The findings caught the researchers by surprise while they were initially studying the role of resident macrophages—a type of white blood cell—in muscle regeneration.
During experimentation in mice, they found that CSF1R inhibitors, which deplete resident macrophages, had the unexpected effect of making muscle fibers more resistant to the type of contraction-induced tissue damage that is characteristic of muscular dystrophy. The drug had the effect of changing the type of muscle fibers in the animal’s body from damage-sensitive type IIB fibers toward damage-resistant type IIA/IIX fibers.
“Many people will have heard that there are different types of muscle fibers, including fast-twitch and slow-twitch muscles. By administering this drug, we observed that the muscle fibers actually started to transition to a slower-twitch type that is more resistant to damage caused by muscle contractions,” says Dr. Rossi.
After making the discovery the researchers tested the drug in mice with DMD. Within a few months of treatment, they began to see successful results. The mice that underwent treatment showed higher frequencies of damage-resistant muscle fibers and were able to perform physical tasks, like moderate running on a treadmill, with less muscle damage than their untreated counterparts.
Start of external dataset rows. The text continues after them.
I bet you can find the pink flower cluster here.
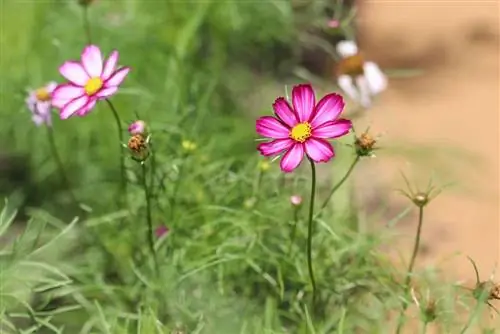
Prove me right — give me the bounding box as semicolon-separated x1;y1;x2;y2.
26;45;130;126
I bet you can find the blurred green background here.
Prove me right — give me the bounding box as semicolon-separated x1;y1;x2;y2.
0;0;484;334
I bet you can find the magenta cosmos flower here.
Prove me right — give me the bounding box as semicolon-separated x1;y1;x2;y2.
256;84;352;173
52;45;130;119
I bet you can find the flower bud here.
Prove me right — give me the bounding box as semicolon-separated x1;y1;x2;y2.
128;121;146;135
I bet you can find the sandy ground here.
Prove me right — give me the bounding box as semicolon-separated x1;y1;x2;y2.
357;0;500;332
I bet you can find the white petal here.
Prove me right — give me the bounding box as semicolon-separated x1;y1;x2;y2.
336;41;358;58
337;75;359;101
363;61;387;95
356;75;372;108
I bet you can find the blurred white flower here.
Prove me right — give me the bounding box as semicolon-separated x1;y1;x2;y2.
337;41;387;108
26;81;57;126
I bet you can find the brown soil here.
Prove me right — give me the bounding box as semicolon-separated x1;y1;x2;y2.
358;0;500;332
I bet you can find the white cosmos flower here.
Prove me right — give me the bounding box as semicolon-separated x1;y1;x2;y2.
337;41;387;108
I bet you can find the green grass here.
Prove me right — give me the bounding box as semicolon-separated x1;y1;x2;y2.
0;0;498;334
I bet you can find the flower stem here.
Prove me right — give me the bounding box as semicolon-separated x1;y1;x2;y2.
396;206;424;334
47;126;80;208
106;99;127;203
307;159;316;307
82;6;92;45
141;162;160;275
288;207;299;256
314;155;360;218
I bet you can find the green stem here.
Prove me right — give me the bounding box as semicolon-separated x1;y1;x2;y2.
396;206;424;334
307;159;316;307
82;6;92;45
314;155;360;218
170;159;187;220
47;126;80;208
141;162;160;275
421;321;429;334
105;99;127;203
288;207;299;256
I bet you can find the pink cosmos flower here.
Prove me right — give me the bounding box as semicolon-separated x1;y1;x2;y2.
327;19;340;29
256;84;352;173
128;121;146;135
26;81;57;126
155;225;170;238
52;45;130;119
290;195;302;206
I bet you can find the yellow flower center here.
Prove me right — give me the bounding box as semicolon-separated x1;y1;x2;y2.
35;87;50;102
84;77;104;96
290;122;312;143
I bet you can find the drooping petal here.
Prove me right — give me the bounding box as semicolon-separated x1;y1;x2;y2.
59;95;89;119
363;61;387;95
82;45;102;78
52;84;85;108
59;61;89;87
309;93;345;129
104;67;130;87
356;75;372;108
337;75;359;101
292;84;316;123
96;86;118;98
312;119;352;139
273;97;299;128
257;139;294;157
45;81;57;94
255;116;290;139
304;138;335;162
280;143;304;173
77;98;97;117
101;50;119;81
336;41;358;58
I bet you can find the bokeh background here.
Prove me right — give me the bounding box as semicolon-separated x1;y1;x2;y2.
0;0;500;334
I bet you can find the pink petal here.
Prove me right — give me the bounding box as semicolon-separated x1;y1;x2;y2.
45;81;57;94
59;95;89;119
52;84;85;108
312;119;352;139
77;98;97;117
311;93;345;128
255;116;290;139
82;45;102;78
59;61;89;87
280;143;304;173
95;86;118;98
257;139;294;157
304;138;335;162
273;97;299;128
101;51;119;81
292;84;316;123
104;67;130;87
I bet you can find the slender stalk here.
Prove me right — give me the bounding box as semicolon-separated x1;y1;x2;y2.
314;155;360;218
82;5;92;45
106;99;127;203
288;206;299;256
47;126;80;208
141;163;160;274
396;206;424;333
307;159;316;307
420;321;429;334
170;159;186;220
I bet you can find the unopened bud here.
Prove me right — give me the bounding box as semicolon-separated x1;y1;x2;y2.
78;0;96;7
128;121;146;135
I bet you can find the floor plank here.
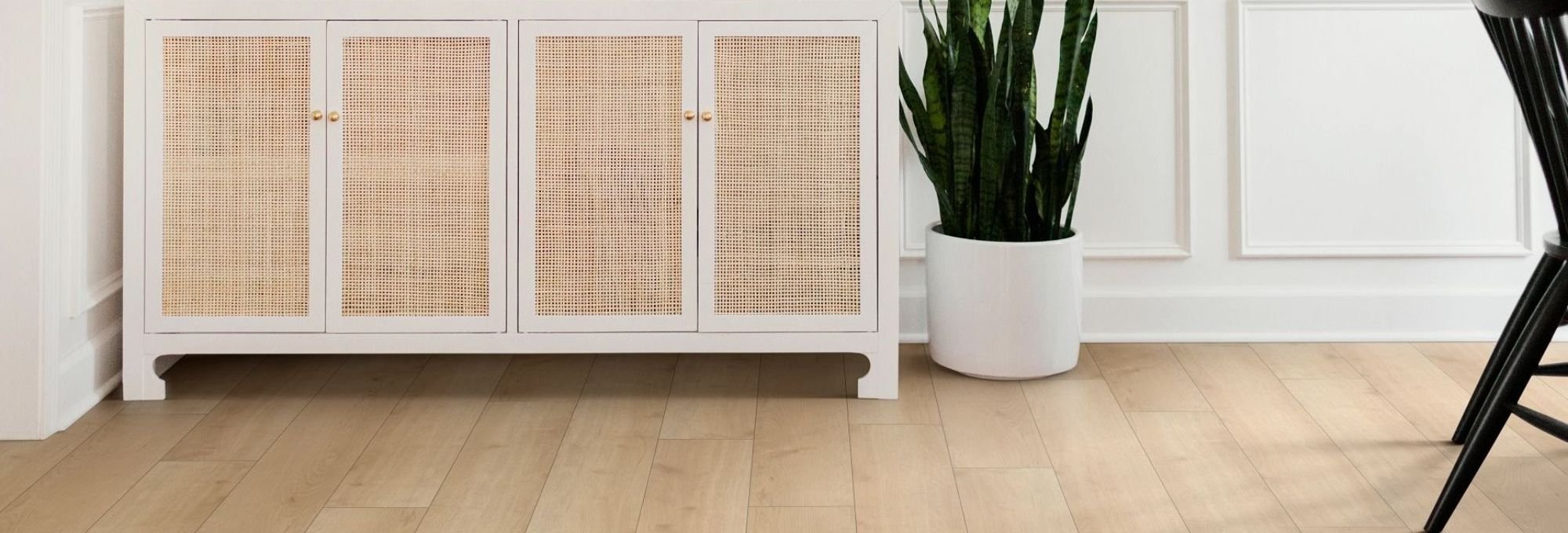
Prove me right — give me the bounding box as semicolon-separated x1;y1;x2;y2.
165;356;343;461
326;354;511;508
1465;458;1568;533
751;356;855;506
491;354;597;401
746;506;855;533
419;362;591;533
1286;379;1518;533
1334;343;1540;458
0;400;125;509
953;469;1077;533
850;425;964;533
309;508;425;533
201;356;426;533
931;364;1051;469
1127;412;1297;533
1024;379;1187;533
659;354;759;439
1173;345;1403;527
844;345;942;423
1044;345;1105;381
91;461;251;533
0;414;201;533
637;439;751;533
419;401;572;533
1088;343;1209;411
528;356;676;533
125;356;259;414
1248;343;1361;379
1414;342;1568;472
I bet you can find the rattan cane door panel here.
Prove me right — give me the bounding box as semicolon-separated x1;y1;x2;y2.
328;22;506;331
519;22;696;331
146;20;325;332
701;22;877;331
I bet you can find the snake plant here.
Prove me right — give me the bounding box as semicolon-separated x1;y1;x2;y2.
898;0;1099;241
“The results were actually quite dramatic. The improvement in muscle resiliency was profound,” says Dr. Babaeijandaghi.
The researchers say that further studies are needed to identify if CSF1R is effective at treating DMD in humans. Considering that several short-term clinical studies have already shown that this class of drug is safe for use in people, they’re hopeful that it could mean a patient-ready treatment is on the horizon.